A Necessary American Action
The Trump Administration’s decision, though unpopular with those in Europe seeking to do business with Iran, was a necessary step toward curbing a regime that fails to comply with the letter and the spirit of the JCPOA. Furthermore, it should serve as a reality check to businesses seeking to engage Iran, sending a clear message that doing so aids and abets the world’s leading state sponsor of terrorism and risks isolation from the American market.
Given those concerns, the United Against Nuclear Iran (UANI) organization made demarches to Italian companies and administrations which have signed deals with Mahan Air to make them better acquainted with the risks of secondary U.S. sanctions and application of U.S. Presidential Executive Order 13224. Furthermore, UANI has drawn the attention of dozens of Italian companies reportedly active in critical sectors of the Iranian economy that expose them to investigations and sanctions. Major Italian banks were contacted by UANI; the same was done with the Bank of Italy. In most of these cases, lack of adequate information was evident at every level about legal and business risks of dealing with Iranian entities.
Similar considerations apply to the Budget Law just tabled by Italian Prime Minister Paolo Gentiloni. The new law includes a specific clause (article 32) aimed at promoting Italian export and investment in countries classified by the international Financial Action Task Force (FATF) with a high degree of risk. The proposal allocates to a National Agency – Invitalia – funding up to 1 billion Euros in export guarantees and insurance available for the Iranian market.

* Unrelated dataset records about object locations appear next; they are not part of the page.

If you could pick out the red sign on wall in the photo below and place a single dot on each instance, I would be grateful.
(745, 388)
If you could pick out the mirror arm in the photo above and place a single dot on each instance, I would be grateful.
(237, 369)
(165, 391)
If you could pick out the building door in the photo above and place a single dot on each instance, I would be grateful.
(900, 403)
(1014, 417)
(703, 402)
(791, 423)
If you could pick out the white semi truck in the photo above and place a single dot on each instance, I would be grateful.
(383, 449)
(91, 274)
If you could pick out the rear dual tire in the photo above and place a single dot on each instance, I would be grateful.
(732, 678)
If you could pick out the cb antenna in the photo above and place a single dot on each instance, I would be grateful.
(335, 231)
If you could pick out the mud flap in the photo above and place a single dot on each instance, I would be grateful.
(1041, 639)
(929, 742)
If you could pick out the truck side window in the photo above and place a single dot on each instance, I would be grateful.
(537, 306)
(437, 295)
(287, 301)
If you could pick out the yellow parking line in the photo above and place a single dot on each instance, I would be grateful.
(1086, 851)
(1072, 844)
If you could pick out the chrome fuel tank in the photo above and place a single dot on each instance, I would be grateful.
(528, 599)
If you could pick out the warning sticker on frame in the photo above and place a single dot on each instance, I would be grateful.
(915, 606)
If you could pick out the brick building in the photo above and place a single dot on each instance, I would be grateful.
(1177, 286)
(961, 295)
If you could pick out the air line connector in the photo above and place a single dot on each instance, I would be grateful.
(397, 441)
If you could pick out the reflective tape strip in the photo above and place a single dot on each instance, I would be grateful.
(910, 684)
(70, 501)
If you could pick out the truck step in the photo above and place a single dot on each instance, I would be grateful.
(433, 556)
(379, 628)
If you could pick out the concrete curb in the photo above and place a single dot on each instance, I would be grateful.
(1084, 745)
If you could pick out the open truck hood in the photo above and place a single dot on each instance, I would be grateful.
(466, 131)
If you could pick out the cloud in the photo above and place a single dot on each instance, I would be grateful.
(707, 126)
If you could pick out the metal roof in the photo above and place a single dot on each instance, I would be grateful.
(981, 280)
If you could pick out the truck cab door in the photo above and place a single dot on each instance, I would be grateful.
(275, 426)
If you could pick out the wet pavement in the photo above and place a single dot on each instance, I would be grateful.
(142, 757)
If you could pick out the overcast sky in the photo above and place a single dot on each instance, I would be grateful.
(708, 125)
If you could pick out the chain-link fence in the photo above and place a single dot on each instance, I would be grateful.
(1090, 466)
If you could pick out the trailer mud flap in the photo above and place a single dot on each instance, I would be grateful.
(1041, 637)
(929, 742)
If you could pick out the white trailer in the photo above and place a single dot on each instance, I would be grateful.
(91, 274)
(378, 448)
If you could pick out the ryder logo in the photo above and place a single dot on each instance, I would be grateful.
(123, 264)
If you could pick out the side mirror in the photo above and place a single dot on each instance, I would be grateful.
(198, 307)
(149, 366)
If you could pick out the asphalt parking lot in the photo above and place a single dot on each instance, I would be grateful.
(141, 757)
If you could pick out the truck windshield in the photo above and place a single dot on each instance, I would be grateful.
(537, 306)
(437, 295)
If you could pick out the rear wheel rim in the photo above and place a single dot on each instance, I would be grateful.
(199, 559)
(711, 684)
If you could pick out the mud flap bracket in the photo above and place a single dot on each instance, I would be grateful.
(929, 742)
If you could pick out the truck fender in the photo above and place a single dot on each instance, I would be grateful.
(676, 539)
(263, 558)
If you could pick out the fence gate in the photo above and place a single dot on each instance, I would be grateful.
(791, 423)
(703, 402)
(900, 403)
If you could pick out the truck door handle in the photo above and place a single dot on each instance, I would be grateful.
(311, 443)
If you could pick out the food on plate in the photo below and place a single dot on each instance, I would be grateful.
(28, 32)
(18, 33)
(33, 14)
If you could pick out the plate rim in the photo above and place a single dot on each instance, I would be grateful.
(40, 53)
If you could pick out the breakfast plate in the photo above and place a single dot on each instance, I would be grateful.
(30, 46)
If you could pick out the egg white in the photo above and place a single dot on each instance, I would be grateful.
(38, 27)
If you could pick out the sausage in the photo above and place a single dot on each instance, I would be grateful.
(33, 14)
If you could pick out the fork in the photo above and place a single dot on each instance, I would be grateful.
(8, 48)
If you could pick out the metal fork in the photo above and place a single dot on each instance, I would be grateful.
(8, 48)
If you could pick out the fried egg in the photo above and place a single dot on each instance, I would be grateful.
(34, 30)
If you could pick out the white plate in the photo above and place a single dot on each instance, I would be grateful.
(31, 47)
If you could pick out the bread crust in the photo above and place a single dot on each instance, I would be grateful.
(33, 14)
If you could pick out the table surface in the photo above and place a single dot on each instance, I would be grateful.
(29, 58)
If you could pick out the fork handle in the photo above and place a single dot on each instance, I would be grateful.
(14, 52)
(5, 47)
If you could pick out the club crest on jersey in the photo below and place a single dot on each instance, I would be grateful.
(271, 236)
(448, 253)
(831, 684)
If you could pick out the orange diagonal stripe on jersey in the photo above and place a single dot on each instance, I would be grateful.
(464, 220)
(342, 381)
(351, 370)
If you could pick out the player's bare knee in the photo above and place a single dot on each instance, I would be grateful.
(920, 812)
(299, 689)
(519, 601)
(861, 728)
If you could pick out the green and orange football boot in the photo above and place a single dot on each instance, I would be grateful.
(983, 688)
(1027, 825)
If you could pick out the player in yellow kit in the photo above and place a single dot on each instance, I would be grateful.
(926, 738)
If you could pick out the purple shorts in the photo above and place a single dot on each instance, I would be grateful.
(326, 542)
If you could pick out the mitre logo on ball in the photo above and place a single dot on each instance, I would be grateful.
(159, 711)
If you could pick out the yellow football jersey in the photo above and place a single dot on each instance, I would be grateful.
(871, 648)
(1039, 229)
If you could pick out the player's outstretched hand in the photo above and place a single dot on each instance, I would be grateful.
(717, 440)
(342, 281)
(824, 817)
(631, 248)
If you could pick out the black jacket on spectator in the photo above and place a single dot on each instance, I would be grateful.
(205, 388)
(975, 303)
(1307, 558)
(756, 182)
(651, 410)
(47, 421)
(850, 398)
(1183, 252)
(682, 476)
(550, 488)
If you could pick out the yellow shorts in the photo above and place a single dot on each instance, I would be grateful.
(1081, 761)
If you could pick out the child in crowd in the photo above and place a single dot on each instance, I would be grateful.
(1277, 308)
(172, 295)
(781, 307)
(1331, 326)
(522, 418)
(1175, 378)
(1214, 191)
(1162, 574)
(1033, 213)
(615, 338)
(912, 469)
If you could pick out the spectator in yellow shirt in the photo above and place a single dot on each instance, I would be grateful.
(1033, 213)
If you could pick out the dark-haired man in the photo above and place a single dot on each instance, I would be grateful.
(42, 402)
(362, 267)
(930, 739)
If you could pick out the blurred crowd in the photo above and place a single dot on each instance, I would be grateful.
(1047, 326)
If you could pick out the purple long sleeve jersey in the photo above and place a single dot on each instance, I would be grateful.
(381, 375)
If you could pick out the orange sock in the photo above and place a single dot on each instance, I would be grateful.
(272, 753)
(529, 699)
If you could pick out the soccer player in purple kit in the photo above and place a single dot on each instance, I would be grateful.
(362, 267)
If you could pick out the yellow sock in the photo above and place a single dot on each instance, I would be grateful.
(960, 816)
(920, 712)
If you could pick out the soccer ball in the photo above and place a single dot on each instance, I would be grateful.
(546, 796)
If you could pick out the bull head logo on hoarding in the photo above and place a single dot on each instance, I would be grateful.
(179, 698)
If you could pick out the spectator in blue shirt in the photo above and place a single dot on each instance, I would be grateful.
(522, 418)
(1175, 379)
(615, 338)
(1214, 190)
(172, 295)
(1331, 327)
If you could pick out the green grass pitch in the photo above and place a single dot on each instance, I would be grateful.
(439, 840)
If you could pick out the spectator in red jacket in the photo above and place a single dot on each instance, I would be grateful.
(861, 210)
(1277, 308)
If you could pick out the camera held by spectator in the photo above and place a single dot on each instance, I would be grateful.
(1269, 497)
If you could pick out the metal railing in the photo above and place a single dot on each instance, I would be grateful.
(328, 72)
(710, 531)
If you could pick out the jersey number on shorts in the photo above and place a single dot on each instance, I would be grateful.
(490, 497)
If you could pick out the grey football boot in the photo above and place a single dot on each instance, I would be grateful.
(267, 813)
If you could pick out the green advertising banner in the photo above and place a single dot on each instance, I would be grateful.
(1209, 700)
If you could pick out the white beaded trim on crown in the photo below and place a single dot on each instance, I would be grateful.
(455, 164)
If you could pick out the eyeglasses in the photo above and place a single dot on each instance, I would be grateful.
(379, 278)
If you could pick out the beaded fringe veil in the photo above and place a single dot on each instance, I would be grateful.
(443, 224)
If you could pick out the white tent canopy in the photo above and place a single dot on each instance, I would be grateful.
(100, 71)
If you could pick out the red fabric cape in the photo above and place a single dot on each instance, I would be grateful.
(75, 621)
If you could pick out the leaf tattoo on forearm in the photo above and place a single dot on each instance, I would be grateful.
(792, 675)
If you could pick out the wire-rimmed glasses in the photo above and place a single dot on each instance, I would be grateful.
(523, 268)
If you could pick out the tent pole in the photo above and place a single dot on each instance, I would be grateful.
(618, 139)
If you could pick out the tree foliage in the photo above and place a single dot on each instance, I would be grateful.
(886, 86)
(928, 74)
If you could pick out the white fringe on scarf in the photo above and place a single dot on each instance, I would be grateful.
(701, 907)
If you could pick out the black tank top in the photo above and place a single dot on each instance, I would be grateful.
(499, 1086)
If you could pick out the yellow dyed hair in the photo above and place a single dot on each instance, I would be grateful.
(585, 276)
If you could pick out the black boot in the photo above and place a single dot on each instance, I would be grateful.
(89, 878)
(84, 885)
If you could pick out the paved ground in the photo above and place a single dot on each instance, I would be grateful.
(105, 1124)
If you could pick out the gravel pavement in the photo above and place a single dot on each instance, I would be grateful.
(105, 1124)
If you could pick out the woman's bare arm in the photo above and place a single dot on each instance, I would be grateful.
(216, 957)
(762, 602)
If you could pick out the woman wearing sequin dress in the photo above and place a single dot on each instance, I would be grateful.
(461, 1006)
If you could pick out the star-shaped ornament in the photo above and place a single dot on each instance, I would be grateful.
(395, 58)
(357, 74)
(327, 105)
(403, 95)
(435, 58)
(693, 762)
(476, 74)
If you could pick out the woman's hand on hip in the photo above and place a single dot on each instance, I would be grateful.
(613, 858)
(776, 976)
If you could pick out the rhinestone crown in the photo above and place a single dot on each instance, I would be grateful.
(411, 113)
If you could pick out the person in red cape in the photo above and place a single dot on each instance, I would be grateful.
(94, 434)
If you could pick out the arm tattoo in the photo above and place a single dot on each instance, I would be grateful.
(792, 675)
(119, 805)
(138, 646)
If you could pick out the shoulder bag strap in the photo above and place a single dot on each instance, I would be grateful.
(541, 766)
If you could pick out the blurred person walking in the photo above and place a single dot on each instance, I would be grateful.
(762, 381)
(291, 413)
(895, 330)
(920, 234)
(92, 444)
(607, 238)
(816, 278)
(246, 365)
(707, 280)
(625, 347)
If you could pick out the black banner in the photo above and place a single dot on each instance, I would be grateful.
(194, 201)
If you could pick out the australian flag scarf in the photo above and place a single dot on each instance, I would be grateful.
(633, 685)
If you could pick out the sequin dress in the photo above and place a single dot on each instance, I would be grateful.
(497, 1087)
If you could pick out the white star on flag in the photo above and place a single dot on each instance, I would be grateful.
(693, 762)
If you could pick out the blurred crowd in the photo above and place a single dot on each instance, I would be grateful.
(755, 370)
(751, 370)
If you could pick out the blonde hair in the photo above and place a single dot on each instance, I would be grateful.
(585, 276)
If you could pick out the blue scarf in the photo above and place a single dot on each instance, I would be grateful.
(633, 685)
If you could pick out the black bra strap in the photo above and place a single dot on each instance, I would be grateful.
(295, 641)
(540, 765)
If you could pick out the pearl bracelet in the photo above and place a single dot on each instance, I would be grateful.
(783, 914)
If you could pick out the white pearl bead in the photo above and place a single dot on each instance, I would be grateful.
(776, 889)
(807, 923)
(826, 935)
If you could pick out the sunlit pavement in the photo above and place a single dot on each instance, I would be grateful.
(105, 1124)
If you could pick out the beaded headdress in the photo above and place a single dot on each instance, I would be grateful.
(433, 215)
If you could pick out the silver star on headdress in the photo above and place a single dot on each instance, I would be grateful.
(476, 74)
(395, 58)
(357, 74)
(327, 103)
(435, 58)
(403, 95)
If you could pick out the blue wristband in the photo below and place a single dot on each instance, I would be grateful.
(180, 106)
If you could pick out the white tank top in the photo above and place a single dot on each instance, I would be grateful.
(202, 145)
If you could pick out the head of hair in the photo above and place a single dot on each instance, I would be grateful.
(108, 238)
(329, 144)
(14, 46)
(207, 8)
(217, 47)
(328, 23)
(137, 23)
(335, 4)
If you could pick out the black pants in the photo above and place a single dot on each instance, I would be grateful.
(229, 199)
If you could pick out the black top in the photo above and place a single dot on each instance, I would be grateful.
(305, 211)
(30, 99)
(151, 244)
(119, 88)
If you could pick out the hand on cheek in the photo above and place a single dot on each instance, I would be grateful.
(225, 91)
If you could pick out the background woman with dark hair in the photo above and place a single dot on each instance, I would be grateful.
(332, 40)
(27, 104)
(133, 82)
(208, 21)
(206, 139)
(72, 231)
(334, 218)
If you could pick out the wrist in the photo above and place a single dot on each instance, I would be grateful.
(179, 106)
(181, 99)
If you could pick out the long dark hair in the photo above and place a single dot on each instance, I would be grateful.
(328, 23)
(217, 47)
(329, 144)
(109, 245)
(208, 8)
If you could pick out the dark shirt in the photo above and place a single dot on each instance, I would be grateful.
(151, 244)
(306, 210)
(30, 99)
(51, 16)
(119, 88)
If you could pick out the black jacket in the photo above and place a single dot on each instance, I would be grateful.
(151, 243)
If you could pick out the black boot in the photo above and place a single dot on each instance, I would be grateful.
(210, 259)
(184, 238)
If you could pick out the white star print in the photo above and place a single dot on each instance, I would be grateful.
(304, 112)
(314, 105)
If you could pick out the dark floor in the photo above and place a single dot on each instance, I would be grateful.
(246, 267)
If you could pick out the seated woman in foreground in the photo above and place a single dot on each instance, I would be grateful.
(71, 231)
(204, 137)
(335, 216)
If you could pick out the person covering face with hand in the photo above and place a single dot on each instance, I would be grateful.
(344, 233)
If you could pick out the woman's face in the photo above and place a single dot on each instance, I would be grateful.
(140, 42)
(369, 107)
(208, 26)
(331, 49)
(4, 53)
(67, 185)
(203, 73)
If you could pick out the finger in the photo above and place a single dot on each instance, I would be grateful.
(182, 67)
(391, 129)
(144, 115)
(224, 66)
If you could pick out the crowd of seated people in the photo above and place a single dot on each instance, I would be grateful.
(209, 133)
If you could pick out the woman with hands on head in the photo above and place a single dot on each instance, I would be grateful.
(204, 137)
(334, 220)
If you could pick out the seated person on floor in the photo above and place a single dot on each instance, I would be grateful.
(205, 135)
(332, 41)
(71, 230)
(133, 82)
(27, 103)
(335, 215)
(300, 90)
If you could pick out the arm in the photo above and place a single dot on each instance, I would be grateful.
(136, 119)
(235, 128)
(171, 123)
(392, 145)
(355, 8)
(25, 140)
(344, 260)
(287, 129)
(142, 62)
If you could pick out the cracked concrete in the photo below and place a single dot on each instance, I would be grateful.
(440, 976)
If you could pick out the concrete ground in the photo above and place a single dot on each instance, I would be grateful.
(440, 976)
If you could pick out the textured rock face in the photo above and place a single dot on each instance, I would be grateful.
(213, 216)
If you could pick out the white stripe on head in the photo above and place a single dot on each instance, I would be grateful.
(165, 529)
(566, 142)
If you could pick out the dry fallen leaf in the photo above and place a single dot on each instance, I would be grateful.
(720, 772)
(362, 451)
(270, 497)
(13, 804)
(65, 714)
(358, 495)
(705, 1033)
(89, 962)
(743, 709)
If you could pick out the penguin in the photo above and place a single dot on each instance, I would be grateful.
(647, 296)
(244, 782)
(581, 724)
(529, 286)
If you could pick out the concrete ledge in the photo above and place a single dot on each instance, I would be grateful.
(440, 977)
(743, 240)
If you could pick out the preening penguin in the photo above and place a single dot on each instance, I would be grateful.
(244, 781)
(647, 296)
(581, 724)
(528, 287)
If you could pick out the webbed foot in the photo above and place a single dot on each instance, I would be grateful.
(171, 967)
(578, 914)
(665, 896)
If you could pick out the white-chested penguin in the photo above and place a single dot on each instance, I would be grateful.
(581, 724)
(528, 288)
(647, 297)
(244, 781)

The Italian Government has emphasized that the new measures are intended to boost Italian companies’ presence in the Iranian market. The Italian taxpayers and individual investors will bear the burden of an ill-advised policy that encourages companies to take enormous risks in an “Iranian Eldorado” which doesn’t exist. To mention just some examples, in December 2016 – as reported by the Wall Street Journal– New York’s top banking regulator fined the largest Italian Bank, Intesa San Paolo SpA and its New York branch, $235 million for violation of the state’s law prohibiting money laundering and bank secrecy, including the masking of transactions involving Iran. According to the New York State Department of Financial Services, the bank “specifically trained certain employees” to obscure money-processing activities involving Iran.
Earlier, in 2014, another Italian company, Dettin S.p.A., active in the petrochemical business, was listed by the U.S. Treasury among the companies not in compliance with the sanctions regime.
It would be wise for European governments and institutions to undertake an in-depth review of their approach toward Iran. Full transparency and adequate information made available to the public is an essential requirement.